Do you ever give much thought to your insides? I mean your gut basically. My insides have been feeling out of whack for the past few weeks. I have been blaming my new rheumatoid medication which can have the lovely side effect of nausea.
Last night, we went to a comedy show in Boston, something we never do. I did research and found an affordable parking garage near the venue so we could just zip in and zip out. It was easy and convenient and one of the most vertical parking garages I have ever seen. It had 11 levels. Each level was probably 15 spaces long and 8 spaces wide with skinny little driving lanes - typical Boston.
When we left the concert, I was trying to get my phone turned on so I could figure out our way out of the maze of downtown Boston full of one way streets. My husband drove down the 6 tight floors of four turns each down to ground level. I felt nauseous after two minutes of that.
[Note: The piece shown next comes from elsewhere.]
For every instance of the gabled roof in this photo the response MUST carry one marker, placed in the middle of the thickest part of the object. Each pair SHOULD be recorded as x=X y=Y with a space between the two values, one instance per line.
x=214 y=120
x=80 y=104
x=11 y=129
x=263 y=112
My insides felt all shaken up.
We drove home and went to bed. My insides do not feel that great today either. Obviously it must be the car ride.
But with many ailments under my belt, so to speak, I am quick to blame medication so my brain doesn't have a chance to jump to any other medical roller coasters. I can live with that.
After cancer, our brains start to take every chance they can to head for the highway to hell. We need to outsmart them and divert them to some thing much less scary. I keep focusing on retraining my brain so I keep my sanity.